The court then went on to discuss how generally, there is no duty of the landowner to guard against injury on adjacent property, and cited several cases that came to that conclusion. The court then discussed the case of Barnes v. Black, 71 Cal.App.4th 1473, which set forth the following rule:

“ [a] landowner's duty of care to avoid exposing others to a risk of injury is not limited to injuries that occur on premises owned or controlled by the landowner. Rather, the duty of care encompasses a duty to avoid exposing persons to risks of injury that occur offsite if the landowner' s property is maintained in such a manner as to expose persons to an unreasonable risk of injury offsite. [Citations.] ” ( Id. at p. 1478.)” Annocki v. Peterson Enterprises, LLC (2014) 232 CA4th 38

In other words, if your piece of property is set up in such a way that even people who do not physically step foot on your property can get injured, or individuals on your property are exposed to a danger off your property due to the nature of your property, you have a duty to ensure that doesn't happen. In the Barnes case, a child was killed when riding his tricycle to the play area in the apartment complex he lived in, the tricycle veered off the sidewalk, and down a steep driveway into a busy four lane street. “Several residents complained to the apartment manager, who informed the owner, of the danger presented when children rode bicycles and other wheeled vehicles along the sidewalk to the play area, passing by the steep driveway. Some children were seen careening down the driveway on wheeled vehicles, either out of control or intentionally, who would stop before entering the street by diving onto the grass.” Barnes at. 1476 The court in Barnes applied the Rowland factors above and found that in this factual situation, the apartment complex did owe a duty of care. The court specifically noted that there was no barrier between the sidewalk and the driveway, including a fence.  Once again, this is a relatively simple solution, that would have alleviated a grave risk of harm to the same tenants paying to live at the apartment complex.
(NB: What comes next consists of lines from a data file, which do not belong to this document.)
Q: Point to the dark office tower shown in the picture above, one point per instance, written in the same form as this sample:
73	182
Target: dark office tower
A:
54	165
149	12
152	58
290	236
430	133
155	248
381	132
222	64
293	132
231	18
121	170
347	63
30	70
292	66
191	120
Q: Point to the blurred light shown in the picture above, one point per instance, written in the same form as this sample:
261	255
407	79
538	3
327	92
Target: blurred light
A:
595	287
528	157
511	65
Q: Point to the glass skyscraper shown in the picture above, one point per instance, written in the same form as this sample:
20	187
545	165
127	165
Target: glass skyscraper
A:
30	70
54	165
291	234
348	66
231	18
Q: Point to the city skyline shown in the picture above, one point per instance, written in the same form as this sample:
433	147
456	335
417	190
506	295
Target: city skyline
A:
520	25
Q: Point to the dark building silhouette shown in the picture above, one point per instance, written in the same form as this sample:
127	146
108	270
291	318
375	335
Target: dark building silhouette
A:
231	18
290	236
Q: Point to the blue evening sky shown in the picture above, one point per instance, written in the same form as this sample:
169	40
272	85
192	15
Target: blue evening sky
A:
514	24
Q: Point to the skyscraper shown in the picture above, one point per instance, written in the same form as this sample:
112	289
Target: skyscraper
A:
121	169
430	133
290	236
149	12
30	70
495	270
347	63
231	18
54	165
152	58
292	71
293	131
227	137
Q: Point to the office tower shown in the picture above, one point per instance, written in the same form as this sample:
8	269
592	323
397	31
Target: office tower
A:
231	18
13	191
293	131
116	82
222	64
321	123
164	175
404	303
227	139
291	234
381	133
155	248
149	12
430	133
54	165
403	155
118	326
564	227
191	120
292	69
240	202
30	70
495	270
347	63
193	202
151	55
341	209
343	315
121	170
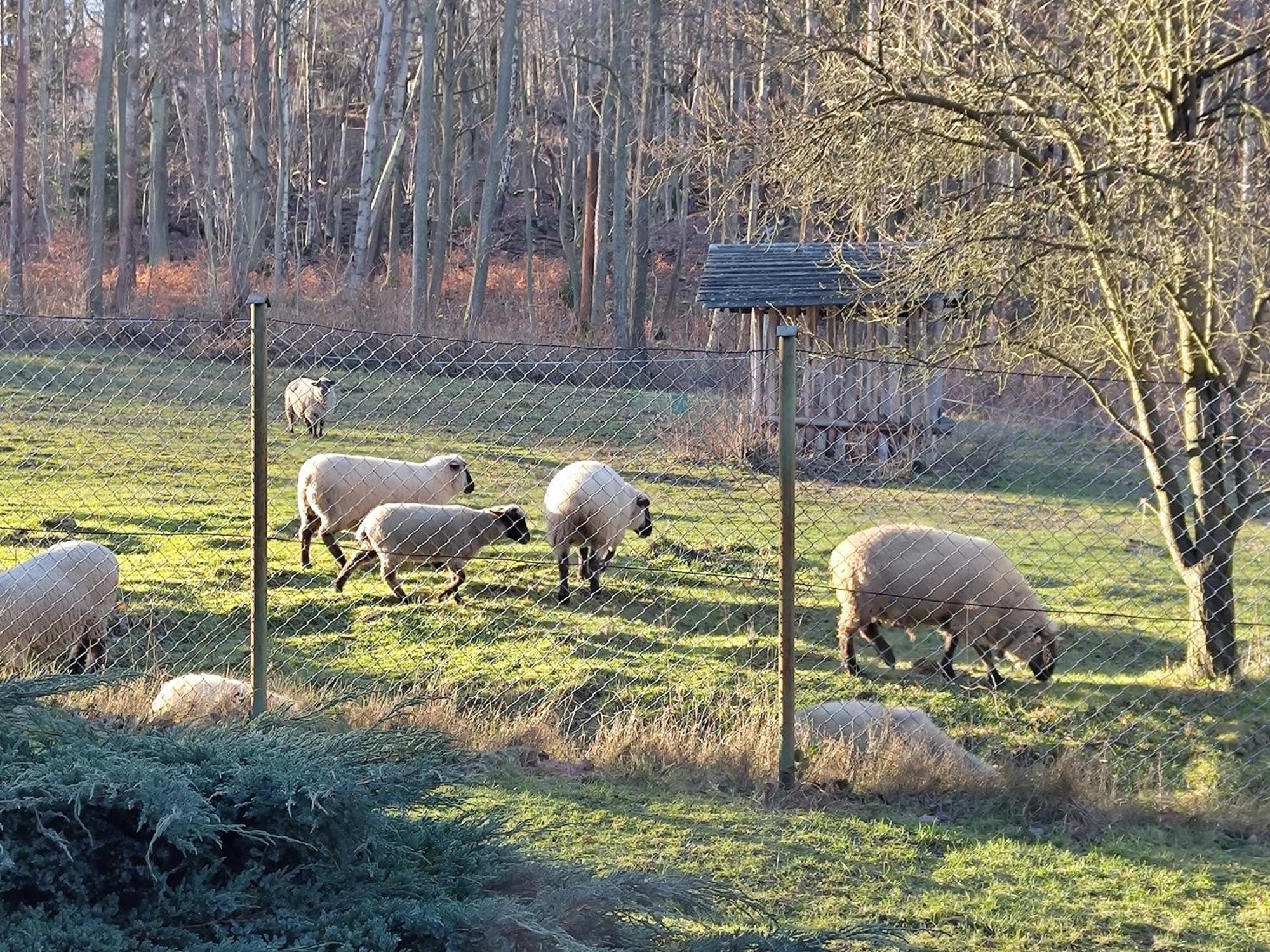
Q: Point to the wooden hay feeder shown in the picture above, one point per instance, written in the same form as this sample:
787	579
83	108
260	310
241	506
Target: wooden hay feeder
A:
863	388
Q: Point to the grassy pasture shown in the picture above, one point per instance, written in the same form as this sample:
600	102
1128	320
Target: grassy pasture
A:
154	450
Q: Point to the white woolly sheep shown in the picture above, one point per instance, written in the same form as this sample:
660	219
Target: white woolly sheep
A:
967	587
208	699
441	535
309	400
57	607
867	724
336	492
591	507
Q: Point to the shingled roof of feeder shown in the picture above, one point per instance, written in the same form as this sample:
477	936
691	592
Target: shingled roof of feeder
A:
788	275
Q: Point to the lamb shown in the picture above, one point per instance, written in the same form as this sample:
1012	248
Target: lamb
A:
441	535
57	607
867	725
309	400
590	507
336	492
209	699
967	587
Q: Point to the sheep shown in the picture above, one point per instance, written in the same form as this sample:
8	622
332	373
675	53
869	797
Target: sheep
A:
58	606
208	699
443	535
967	587
336	492
309	400
589	506
868	724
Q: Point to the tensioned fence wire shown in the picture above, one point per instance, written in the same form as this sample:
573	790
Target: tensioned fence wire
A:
137	435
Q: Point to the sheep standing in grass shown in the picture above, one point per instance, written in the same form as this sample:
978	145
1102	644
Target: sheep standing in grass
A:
57	607
967	587
872	728
441	535
336	492
590	507
208	699
309	400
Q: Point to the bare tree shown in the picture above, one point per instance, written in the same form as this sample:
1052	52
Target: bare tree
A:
490	191
1145	266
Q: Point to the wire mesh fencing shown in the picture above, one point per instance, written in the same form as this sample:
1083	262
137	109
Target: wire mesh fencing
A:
137	435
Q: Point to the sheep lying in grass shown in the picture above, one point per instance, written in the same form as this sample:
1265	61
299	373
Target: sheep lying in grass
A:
877	731
57	607
591	507
209	699
309	400
911	576
336	492
441	535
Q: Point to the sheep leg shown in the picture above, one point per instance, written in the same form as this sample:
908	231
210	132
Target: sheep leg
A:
563	592
352	567
333	546
848	645
949	651
458	577
995	677
874	638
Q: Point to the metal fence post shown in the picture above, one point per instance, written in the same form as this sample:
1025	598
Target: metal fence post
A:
787	338
260	508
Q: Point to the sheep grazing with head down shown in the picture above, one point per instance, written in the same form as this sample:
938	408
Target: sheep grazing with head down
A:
440	535
309	400
336	492
590	507
967	587
57	607
209	699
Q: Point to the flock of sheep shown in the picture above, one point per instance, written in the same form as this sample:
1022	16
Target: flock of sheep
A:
58	606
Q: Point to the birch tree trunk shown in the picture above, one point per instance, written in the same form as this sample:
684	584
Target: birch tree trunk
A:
424	171
490	191
96	298
15	293
370	147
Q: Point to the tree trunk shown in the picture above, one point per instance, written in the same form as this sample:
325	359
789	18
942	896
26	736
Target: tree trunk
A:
283	185
370	147
490	191
126	268
1212	651
96	296
424	171
158	221
446	169
16	294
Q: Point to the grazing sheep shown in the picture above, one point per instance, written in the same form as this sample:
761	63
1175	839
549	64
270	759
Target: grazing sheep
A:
336	492
589	506
441	535
208	699
867	724
309	400
967	587
57	607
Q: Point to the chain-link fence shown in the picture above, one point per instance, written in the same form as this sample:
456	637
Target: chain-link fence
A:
137	435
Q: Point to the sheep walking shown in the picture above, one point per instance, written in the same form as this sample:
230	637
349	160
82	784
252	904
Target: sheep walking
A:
871	727
309	400
967	587
208	699
336	492
57	607
591	507
441	535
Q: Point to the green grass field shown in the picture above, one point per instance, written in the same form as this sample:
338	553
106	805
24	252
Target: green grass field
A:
154	451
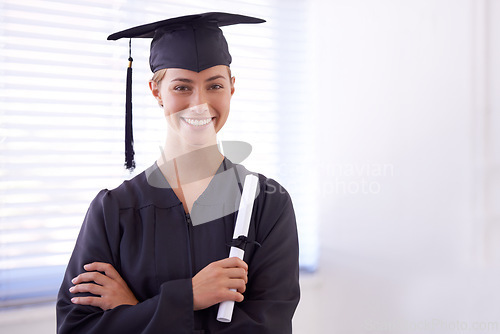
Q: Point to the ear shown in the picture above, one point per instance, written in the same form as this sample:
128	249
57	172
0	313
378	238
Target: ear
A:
233	80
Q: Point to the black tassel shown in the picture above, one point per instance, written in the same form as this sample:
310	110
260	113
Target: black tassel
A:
129	137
The Court in Annocki found that the Barnes case was analogous to their case. The Court in Annocki then applied the Rowland factors and found a clear duty on the part of the restaurant. They specifically noted that the very cheap solution of placing signs on their property warning individuals leaving their property which direction to turn, as well as the ability to use driveway paint to show which direction to turn. The Court was not stating that the restaurant had to completely renovate their driveway or their property in general. They simply could have used signs and driveway paint. Considering the large likelihood of severe injury and death that turning left out of the driveway would bring, simply requiring a business to place a sign and use driveway paint is a pretty common sense solution to the problem. As stated earlier, it is a good example of a situation where one would think common courtesy and decency would dictate a warning in general, without having to get the law involved. So, if you have been injured on the property of another, read the Rowland case and see how the factors line up with your facts

Premises Liability cases include slip and fall, trip and fall, failure to provide security, failure to warn, all types of different cases where people are hurt, and the owner/manager of the property is liable.